Whispering Willows (PS4)
Par Pierre Compignie le dimanche 31 décembre 2023, 20:00 - Critiques toute neuves
Développé par : NIGHT LIGHT INTERACTIVE (Californie)
Sorti à l'origine en : mai 2014 (Europe, version Ouya)
Comment j'ai pratiqué : Terminé en 3h07, sur PS5 avec la manette Dual Shock 4. 30 images par secondes. Version 1.02. Textes en Français, pas de voix.
Bidouilles diverses : Aucune.
Dans Whispering Willows, le joueur joue le rôle d'Elena, une jeune fille déterminée qui possède l'extraordinaire pouvoir de projeter son esprit à l'extérieur de son corps. Sous sa forme spectrale, Elena peut interagir avec les esprits bienveillants et fantômes méchants qui logent dans les murs de la sinistre Willows Mansion, âmes perdues, figées dans le temps et dans l'espace, qui détiennent les secrets dont aura besoin Elena pour parcourir le vieux manoir terrifiant. Les joueurs doivent utiliser les formes corporelles et éthérées d’Elena pour surmonter les obstacles, résoudre les énigmes des spectres énigmatiques du manoir, et retrouver le père disparu d’Elena.[1]
Whispering Willows est un vidéogiciel assez court en représentation 2D avec vue de côté. Appelons-le WW. L'héroïne Elena est à la recherche de son père disparu dans un manoir. Le twist étant qu'Elena est d'origine amérindienne et que son ancètre était un shaman dont elle a hérité la capacité de voir les esprits, une certaine sensibilité pour percevoir un supposé au-delà.
La façon dont l'intrigue démarre m'a semblé un peu confuse. J'ai eu du mal à bien comprendre ce que faisait le père d'Elena au Manoir Willows, depuis quand il était là-bas et comment diable Elena a-t-elle deviné qu'il était retenu là-bas. Il faut dire que la cinématique d'intro est très rapide et ne se rend que très peu pédagogue pour nous communiquer tout cela. Un extrait de journal non traduit en Français affiche « Mansion groundskeeper goes missing » mais je ne connaissais pas le mot « groundskeeper », j'ai présumé que c'était jardinier ? Majordome ? Homme de main ? Puis on voit Elena voir en rêve son père derrière une fenêtre du Manoir, retenu par un fantôme, alors elle se lève de son lit, fait son sac à dos et part en courant de sa maison pour aller le retrouver...?
Je ne connais pas encore Elena que l'on me demande déjà d'admettre que son père a disparu depuis suffisamment longtemps pour que le journal y consacre sa une MAIS AUSSI que cette nuit, comme par hasard, elle a une vision en rêve vue depuis l'extérieur du Manoir où son père se débat contre un fantôme dans une chambre devant une fenêtre. En fait je ne savais pas dire si c'était un souvenir ou une vision. Si c'est un souvenir pourquoi n'a-t-elle pas agi plus tôt ? Si c'est une vision, par quel miracle l'obtient-elle et pourquoi semble-t-elle s'y fier sans le moindre questionnement ? Je veux dire, on en fait tous des rêves bizarres.

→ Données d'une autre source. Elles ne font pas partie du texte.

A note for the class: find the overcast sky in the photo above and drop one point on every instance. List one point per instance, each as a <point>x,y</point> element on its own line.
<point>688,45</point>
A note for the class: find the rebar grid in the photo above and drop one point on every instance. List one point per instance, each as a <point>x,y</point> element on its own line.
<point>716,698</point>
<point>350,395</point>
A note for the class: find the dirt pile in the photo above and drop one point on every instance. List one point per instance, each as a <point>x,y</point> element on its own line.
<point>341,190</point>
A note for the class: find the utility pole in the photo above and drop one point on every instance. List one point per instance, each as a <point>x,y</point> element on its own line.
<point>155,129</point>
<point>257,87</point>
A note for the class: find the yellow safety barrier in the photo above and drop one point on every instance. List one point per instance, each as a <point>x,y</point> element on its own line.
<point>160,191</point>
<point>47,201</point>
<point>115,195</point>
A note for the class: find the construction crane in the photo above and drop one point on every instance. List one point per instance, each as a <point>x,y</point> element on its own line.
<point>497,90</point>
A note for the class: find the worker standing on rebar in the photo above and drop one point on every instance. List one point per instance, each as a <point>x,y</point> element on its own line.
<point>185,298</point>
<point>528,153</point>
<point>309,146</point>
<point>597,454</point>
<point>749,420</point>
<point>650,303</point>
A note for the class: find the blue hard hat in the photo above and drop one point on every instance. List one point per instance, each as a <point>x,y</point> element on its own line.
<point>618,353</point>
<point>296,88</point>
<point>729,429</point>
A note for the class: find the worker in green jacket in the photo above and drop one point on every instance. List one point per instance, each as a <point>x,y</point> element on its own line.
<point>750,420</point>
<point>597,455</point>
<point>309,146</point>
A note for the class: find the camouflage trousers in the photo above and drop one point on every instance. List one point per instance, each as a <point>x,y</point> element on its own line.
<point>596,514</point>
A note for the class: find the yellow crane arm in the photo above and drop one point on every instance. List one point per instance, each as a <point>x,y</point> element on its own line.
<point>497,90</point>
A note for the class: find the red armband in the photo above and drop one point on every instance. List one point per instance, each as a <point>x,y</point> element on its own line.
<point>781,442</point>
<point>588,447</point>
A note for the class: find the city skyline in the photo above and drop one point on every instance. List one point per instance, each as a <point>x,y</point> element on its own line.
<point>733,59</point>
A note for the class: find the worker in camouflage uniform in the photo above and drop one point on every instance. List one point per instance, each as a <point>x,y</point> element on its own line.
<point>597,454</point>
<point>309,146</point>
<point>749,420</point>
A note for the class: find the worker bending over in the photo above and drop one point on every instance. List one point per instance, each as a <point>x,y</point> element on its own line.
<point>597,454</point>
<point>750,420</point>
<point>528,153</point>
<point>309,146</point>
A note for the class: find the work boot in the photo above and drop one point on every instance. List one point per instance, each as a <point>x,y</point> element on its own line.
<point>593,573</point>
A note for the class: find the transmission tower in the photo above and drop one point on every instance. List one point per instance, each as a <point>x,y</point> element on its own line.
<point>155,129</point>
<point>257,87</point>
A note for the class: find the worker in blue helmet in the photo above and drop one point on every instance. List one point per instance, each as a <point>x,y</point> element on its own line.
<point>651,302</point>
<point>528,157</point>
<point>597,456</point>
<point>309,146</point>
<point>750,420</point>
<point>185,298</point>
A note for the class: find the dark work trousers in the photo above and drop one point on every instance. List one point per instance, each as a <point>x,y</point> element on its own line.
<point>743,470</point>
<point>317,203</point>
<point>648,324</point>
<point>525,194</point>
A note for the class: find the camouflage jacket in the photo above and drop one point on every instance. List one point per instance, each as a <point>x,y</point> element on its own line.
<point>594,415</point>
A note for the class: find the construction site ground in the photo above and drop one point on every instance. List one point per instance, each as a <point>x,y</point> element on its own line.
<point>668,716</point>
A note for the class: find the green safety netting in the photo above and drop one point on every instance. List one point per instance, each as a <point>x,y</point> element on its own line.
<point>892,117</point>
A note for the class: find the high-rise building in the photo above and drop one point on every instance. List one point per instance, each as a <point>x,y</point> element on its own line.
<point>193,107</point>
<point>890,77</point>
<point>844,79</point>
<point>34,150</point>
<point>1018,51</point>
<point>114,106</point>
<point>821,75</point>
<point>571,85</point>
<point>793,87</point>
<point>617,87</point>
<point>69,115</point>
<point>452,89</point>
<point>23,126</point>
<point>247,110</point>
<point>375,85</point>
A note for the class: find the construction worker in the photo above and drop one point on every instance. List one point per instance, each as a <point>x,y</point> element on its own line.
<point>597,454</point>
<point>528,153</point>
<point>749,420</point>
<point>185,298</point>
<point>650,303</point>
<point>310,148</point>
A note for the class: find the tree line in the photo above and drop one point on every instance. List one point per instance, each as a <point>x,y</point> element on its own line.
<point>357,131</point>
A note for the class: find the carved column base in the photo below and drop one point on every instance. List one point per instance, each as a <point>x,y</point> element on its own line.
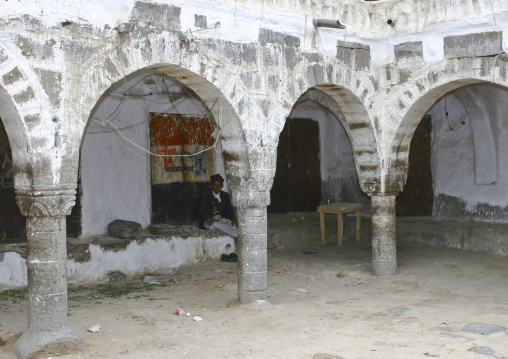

Bref, j'ai trouvé cette intro un petit peu raide. Par la suite je me suis vraiment demandé depuis combien de temps le père d'Elena travaillait-il au Manoir, car dans une page de son journal Elena explique que se rendre dans ces jardins avec son père et sa mère lui manque... Mais si son père vient d'accepter le boulot de jardinier, comment peut-elle connaître les jardins du Manoir ? Peut-être que je comprends mal, peut-être que la traduction est mauvaise, dans tous les cas ça a été un peu confus pour moi.
Ah et ce journal, parlons-en. C'est le même principe que dans Outlast ou Metro : Last Light. Alors que l'on ne perd jamais le contrôle de l'héroïne, régulièrement l'interface du VG nous indique qu'Elena a écrit une nouvelle page dans son journal. Ah bon. Comme ça dans mon dos ? À quel moment ? Je ne lui ai pas lâché la main une seconde !
Outre cette incohérence qui pourrait être facilement résolue en ajoutant une pause de l'héroïne et une petite animation pour la montrer écrire dans son carnet, le VG tombe aussi dans l'écueil, lui aussi pas franchement inédit, des notes qui racontent plus que ce que l'on vit manette en main, au point que l'on se demande parfois si le scénariste qui a rédigé le journal travaillait dans la même pièce que les développeurs.
Elena écrit par exemple à propos du fantôme de Flying Hawk qu'elle s'est attachée à lui et qu'elle ne sait pas comment elle va faire sans lui à l'avenir, qu'il l'a méga-aidée, etc... Alors que nous, en contrôle d'Elena, on a dû parler trois fois à Flying Hawk à tout casser... Cela donne l'impression que le journal d'Elena tente de nous vendre une histoire beaucoup plus intense, émotionnelle, marquante, que celle que l'on a vécue nous manette en main. Je remarquais cela aussi dans Assassin's Creed : Black Flag. Comme si la personne qui avait écrit l'histoire avait un certain récit en tête que les développeurs n'ont pas réussi à transcrire via le VG. Je trouve cela très maladroit, ça me perturbe.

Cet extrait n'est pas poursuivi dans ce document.